Ultimately, the progress that Cuba made in the 60s and 70s proved unsustainable. After the collapse of the USSR, upon which Cuba depended heavily, agricultural gains were largely lost. Mr. Muraca cites Febeles-Gonzales to support his conclusion that there was simply no infrastructure in place to incentivize producers to innovate. The complete government takeover of the sector had resulted in a sector with no creativity. Although Cuba had explicitly attempted to avoid all the pitfalls spelled out in our findings on India and Pakistan, breaking up large landholdings and mandating labor allocation, they found themselves jumping out of the frying pan and directly into the fire.
The Green Revolution and its associated technologies have proved to be truly a double-edged sword. On the one hand, these technologies give us the ability to serve an ever-growing population with the same limited arable land resources. Increasing production per hectare is ultimately the only way to feed a growing population in a world where arable land is a scarce and valuable resource. At the same time, these technologies come at the cost of greater economic inequality between smallholders and own-account workers on the one hand, and large farms and agribusiness on the other. It is unclear if these technologies are even sustainably solving the hunger problem, or only temporarily staving off the inevitable.

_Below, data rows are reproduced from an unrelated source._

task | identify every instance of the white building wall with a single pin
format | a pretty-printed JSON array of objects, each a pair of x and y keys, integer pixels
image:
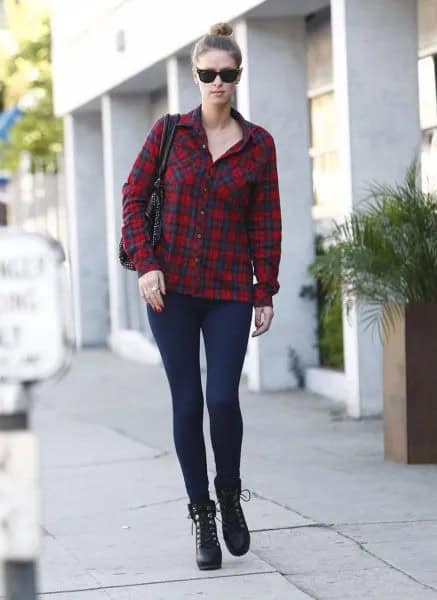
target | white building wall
[{"x": 87, "y": 62}]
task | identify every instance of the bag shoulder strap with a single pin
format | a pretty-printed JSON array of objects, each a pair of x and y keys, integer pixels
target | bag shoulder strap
[{"x": 169, "y": 128}]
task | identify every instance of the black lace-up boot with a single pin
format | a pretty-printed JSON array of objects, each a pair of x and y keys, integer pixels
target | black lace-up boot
[
  {"x": 235, "y": 531},
  {"x": 208, "y": 551}
]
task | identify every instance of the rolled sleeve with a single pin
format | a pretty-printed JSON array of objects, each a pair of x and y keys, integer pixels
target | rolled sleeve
[
  {"x": 135, "y": 195},
  {"x": 265, "y": 230}
]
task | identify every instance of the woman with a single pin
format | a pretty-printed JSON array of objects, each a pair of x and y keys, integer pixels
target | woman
[{"x": 221, "y": 223}]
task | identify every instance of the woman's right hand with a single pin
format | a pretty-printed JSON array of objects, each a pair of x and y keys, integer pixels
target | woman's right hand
[{"x": 151, "y": 286}]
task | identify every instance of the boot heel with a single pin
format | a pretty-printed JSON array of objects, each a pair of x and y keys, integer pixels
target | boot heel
[{"x": 208, "y": 551}]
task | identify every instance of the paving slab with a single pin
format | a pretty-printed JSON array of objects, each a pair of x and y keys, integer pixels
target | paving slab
[{"x": 329, "y": 517}]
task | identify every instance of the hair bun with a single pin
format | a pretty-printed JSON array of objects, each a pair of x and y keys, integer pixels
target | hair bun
[{"x": 220, "y": 29}]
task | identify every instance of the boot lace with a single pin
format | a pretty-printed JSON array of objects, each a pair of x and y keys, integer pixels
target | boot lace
[
  {"x": 203, "y": 520},
  {"x": 230, "y": 508}
]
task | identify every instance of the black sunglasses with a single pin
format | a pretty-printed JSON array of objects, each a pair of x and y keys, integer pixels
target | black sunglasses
[{"x": 226, "y": 75}]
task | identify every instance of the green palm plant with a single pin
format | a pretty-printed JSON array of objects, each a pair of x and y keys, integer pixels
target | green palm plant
[{"x": 384, "y": 255}]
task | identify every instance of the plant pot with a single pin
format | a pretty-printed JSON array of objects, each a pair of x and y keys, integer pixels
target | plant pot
[{"x": 410, "y": 387}]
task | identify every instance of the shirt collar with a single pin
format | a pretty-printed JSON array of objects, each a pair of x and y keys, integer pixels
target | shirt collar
[{"x": 193, "y": 119}]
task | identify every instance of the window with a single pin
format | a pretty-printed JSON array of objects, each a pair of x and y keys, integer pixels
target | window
[
  {"x": 428, "y": 120},
  {"x": 323, "y": 152}
]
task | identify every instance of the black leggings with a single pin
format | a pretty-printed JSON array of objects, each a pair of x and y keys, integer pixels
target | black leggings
[{"x": 225, "y": 325}]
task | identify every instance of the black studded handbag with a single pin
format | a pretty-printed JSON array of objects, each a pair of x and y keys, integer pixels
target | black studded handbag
[{"x": 154, "y": 205}]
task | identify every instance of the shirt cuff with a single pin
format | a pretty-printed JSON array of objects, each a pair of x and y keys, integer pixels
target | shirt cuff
[
  {"x": 261, "y": 296},
  {"x": 145, "y": 268}
]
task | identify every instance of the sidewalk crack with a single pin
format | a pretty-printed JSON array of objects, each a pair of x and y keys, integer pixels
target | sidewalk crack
[{"x": 388, "y": 564}]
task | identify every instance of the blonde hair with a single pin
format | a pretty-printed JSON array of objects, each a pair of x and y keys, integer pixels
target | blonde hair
[{"x": 219, "y": 37}]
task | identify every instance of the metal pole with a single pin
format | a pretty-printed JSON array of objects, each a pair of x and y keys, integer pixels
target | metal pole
[{"x": 20, "y": 576}]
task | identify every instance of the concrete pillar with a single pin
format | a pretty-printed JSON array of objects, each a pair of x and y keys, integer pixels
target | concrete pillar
[
  {"x": 375, "y": 79},
  {"x": 274, "y": 51},
  {"x": 86, "y": 208},
  {"x": 183, "y": 94},
  {"x": 125, "y": 122}
]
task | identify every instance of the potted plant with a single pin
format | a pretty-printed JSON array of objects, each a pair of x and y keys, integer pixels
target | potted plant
[{"x": 384, "y": 255}]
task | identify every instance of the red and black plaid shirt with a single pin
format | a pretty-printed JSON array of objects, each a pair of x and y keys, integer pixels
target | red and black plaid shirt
[{"x": 221, "y": 221}]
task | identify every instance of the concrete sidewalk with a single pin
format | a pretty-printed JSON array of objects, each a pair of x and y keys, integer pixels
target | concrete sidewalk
[{"x": 329, "y": 518}]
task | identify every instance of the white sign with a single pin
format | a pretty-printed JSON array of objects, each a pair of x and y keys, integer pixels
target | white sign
[{"x": 31, "y": 315}]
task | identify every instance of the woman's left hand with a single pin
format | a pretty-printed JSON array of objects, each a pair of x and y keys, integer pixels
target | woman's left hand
[{"x": 263, "y": 319}]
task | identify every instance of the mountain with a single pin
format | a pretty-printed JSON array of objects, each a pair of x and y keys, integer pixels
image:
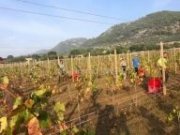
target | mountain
[
  {"x": 67, "y": 45},
  {"x": 43, "y": 51},
  {"x": 153, "y": 28},
  {"x": 146, "y": 31}
]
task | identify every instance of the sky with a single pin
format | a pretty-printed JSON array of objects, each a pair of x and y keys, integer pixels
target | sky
[{"x": 23, "y": 33}]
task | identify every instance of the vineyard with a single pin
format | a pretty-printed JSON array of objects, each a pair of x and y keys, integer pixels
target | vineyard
[{"x": 91, "y": 97}]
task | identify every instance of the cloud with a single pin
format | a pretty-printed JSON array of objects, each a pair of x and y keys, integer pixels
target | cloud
[
  {"x": 30, "y": 27},
  {"x": 159, "y": 4}
]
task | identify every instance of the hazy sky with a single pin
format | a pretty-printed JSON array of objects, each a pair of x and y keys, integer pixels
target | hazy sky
[{"x": 22, "y": 33}]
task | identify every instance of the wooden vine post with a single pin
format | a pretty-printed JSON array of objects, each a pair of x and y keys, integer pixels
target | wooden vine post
[
  {"x": 89, "y": 68},
  {"x": 163, "y": 69},
  {"x": 72, "y": 69},
  {"x": 116, "y": 67},
  {"x": 175, "y": 64},
  {"x": 148, "y": 57},
  {"x": 98, "y": 57},
  {"x": 127, "y": 59},
  {"x": 48, "y": 64}
]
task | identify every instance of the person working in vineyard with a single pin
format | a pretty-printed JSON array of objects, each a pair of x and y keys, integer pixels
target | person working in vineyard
[
  {"x": 163, "y": 63},
  {"x": 136, "y": 63},
  {"x": 123, "y": 67}
]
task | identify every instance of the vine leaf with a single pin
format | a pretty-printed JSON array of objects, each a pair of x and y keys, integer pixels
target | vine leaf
[
  {"x": 18, "y": 102},
  {"x": 34, "y": 127}
]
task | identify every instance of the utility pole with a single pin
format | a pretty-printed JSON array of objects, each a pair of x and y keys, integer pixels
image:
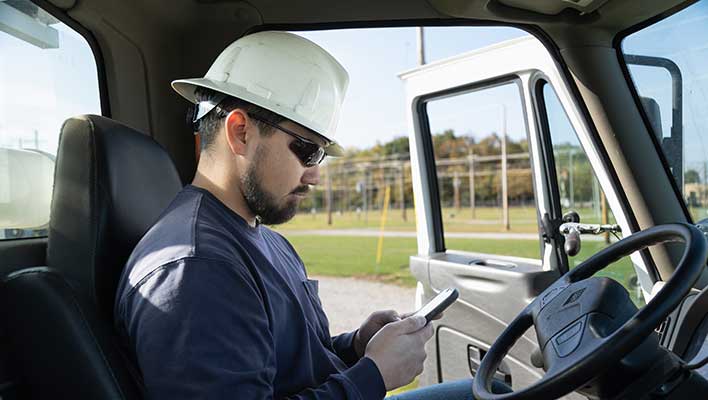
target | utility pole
[
  {"x": 329, "y": 195},
  {"x": 421, "y": 46},
  {"x": 505, "y": 186},
  {"x": 456, "y": 187},
  {"x": 401, "y": 189},
  {"x": 471, "y": 173}
]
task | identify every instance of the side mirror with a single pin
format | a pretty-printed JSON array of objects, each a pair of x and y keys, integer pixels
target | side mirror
[{"x": 26, "y": 182}]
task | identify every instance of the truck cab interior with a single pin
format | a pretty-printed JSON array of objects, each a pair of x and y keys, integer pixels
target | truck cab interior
[{"x": 555, "y": 329}]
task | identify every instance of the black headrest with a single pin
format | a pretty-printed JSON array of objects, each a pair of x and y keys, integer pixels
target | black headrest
[{"x": 110, "y": 184}]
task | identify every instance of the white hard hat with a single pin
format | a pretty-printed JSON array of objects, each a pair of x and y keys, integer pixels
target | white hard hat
[{"x": 281, "y": 72}]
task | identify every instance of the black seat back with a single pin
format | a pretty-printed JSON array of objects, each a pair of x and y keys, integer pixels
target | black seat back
[{"x": 111, "y": 184}]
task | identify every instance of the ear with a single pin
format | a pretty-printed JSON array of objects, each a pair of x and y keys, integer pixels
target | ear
[{"x": 235, "y": 128}]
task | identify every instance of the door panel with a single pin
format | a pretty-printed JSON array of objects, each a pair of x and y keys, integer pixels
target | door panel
[{"x": 491, "y": 295}]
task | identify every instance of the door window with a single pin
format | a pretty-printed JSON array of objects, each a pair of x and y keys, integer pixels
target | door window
[
  {"x": 485, "y": 182},
  {"x": 666, "y": 62},
  {"x": 47, "y": 74},
  {"x": 580, "y": 191}
]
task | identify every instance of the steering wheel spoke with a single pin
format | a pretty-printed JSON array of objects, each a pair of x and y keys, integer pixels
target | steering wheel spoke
[{"x": 585, "y": 324}]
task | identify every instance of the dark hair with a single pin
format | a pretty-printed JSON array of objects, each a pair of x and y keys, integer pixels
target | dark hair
[{"x": 209, "y": 125}]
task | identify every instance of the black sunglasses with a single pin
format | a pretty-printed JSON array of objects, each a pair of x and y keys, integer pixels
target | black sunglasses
[{"x": 308, "y": 152}]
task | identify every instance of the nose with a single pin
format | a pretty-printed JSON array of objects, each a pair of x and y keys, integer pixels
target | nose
[{"x": 311, "y": 176}]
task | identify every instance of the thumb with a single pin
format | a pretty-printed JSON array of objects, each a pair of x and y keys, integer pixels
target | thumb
[{"x": 409, "y": 325}]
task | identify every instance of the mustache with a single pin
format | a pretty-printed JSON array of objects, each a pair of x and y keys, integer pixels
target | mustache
[{"x": 301, "y": 190}]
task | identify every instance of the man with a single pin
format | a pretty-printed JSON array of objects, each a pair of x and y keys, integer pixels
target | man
[{"x": 213, "y": 304}]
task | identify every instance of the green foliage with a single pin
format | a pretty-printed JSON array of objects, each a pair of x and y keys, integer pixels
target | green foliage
[{"x": 692, "y": 176}]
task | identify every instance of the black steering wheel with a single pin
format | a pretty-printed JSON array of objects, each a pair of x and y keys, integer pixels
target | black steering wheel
[{"x": 574, "y": 322}]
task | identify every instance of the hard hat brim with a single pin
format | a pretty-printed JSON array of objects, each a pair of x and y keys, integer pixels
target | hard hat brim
[{"x": 187, "y": 87}]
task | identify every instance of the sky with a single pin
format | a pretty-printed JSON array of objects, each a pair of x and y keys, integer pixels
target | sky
[{"x": 39, "y": 88}]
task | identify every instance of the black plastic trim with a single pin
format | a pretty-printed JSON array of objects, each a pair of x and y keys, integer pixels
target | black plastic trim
[
  {"x": 549, "y": 165},
  {"x": 407, "y": 23},
  {"x": 421, "y": 108},
  {"x": 62, "y": 16}
]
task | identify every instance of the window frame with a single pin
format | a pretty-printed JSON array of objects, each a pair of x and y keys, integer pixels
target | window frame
[
  {"x": 101, "y": 77},
  {"x": 424, "y": 123},
  {"x": 617, "y": 45}
]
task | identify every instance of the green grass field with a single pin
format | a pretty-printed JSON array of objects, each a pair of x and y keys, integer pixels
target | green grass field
[
  {"x": 485, "y": 219},
  {"x": 356, "y": 256}
]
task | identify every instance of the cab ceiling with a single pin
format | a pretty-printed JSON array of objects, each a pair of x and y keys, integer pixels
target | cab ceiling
[{"x": 595, "y": 17}]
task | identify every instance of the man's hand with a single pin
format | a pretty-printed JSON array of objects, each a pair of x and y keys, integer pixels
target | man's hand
[
  {"x": 373, "y": 324},
  {"x": 398, "y": 350}
]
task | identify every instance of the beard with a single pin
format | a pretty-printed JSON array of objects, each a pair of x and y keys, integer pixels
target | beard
[{"x": 262, "y": 203}]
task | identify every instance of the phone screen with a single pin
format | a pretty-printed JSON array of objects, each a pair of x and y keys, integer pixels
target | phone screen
[{"x": 440, "y": 302}]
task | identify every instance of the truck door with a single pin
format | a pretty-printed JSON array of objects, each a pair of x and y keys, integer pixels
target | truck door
[{"x": 488, "y": 206}]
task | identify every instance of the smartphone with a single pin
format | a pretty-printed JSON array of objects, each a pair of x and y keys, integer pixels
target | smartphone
[{"x": 439, "y": 303}]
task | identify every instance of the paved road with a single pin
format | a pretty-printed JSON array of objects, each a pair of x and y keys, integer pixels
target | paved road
[{"x": 348, "y": 301}]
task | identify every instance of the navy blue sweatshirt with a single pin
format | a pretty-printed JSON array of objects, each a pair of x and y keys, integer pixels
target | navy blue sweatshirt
[{"x": 211, "y": 307}]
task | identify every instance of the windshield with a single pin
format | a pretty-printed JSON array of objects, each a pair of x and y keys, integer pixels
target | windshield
[{"x": 667, "y": 63}]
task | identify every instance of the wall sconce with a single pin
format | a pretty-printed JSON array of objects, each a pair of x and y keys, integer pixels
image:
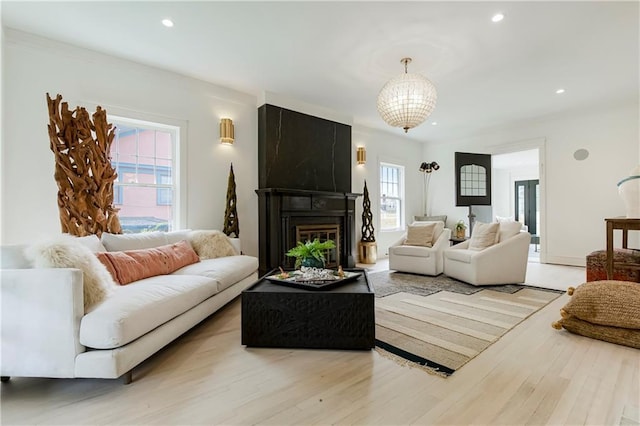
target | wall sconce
[
  {"x": 427, "y": 169},
  {"x": 361, "y": 155},
  {"x": 226, "y": 131}
]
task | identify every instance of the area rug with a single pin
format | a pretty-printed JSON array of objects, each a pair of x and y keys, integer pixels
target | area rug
[{"x": 441, "y": 331}]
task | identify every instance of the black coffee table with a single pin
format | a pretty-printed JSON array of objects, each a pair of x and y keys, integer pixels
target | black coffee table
[{"x": 274, "y": 315}]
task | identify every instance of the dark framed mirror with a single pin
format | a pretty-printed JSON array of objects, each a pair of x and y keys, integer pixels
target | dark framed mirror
[{"x": 473, "y": 179}]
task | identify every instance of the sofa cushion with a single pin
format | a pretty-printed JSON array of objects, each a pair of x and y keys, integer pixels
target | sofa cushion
[
  {"x": 484, "y": 235},
  {"x": 441, "y": 218},
  {"x": 67, "y": 252},
  {"x": 508, "y": 229},
  {"x": 211, "y": 244},
  {"x": 420, "y": 235},
  {"x": 177, "y": 236},
  {"x": 225, "y": 270},
  {"x": 415, "y": 251},
  {"x": 134, "y": 310},
  {"x": 14, "y": 257},
  {"x": 122, "y": 242},
  {"x": 92, "y": 242},
  {"x": 133, "y": 265},
  {"x": 460, "y": 255}
]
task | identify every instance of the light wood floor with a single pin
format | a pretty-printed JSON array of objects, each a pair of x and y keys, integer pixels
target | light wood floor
[{"x": 533, "y": 375}]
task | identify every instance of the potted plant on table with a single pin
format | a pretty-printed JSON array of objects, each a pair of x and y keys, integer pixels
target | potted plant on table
[
  {"x": 460, "y": 229},
  {"x": 311, "y": 253}
]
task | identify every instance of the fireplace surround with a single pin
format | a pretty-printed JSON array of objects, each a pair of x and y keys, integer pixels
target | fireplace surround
[
  {"x": 304, "y": 181},
  {"x": 284, "y": 213}
]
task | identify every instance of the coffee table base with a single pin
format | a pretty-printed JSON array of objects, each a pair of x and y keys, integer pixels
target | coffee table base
[{"x": 338, "y": 318}]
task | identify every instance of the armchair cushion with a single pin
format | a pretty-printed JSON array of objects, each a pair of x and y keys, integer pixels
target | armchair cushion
[
  {"x": 441, "y": 218},
  {"x": 461, "y": 255},
  {"x": 508, "y": 229},
  {"x": 420, "y": 235},
  {"x": 416, "y": 251},
  {"x": 484, "y": 235},
  {"x": 436, "y": 232}
]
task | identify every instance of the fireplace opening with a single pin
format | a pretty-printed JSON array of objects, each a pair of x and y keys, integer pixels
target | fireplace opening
[{"x": 322, "y": 232}]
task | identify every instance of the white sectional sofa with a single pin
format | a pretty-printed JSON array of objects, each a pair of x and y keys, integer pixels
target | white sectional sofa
[{"x": 46, "y": 332}]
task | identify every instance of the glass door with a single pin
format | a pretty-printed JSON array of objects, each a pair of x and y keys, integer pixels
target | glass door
[{"x": 527, "y": 196}]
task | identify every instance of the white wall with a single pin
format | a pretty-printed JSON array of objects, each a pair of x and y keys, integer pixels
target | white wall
[
  {"x": 33, "y": 66},
  {"x": 392, "y": 148},
  {"x": 578, "y": 194}
]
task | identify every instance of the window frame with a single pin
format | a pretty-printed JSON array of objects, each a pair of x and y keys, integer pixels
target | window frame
[
  {"x": 401, "y": 198},
  {"x": 176, "y": 187}
]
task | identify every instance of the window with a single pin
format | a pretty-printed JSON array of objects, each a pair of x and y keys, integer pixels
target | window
[
  {"x": 391, "y": 197},
  {"x": 144, "y": 156}
]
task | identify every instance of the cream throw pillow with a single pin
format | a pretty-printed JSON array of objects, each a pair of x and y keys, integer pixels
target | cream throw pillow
[
  {"x": 211, "y": 244},
  {"x": 508, "y": 230},
  {"x": 67, "y": 252},
  {"x": 484, "y": 235},
  {"x": 420, "y": 235}
]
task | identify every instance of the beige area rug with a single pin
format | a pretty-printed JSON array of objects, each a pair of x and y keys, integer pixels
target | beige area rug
[{"x": 443, "y": 331}]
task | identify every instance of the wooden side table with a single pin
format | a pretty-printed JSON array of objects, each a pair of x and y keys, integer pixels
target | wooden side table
[{"x": 626, "y": 225}]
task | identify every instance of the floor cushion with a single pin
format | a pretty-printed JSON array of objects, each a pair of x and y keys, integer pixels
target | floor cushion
[
  {"x": 605, "y": 310},
  {"x": 618, "y": 335}
]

With the entrance of Sub-saharan African countries like Malawi into the Green Revolution, it is more important than ever to take seriously the lessons which can be derived from countries that have already gone through this transition. It is vital that these countries avoid the crushing disparities that have surfaced in India and Pakistan between small holders and large farms, while simultaneously avoiding the smothering of innovation that occurred in Cuba. Ultimately, the process of introducing these technologies to a new economy is a balancing act, navigating the straits between government regulation and market innovation. History does not provide a clear map to follow, but it does provide some helpful landmarks to those who take the time to learn from the past.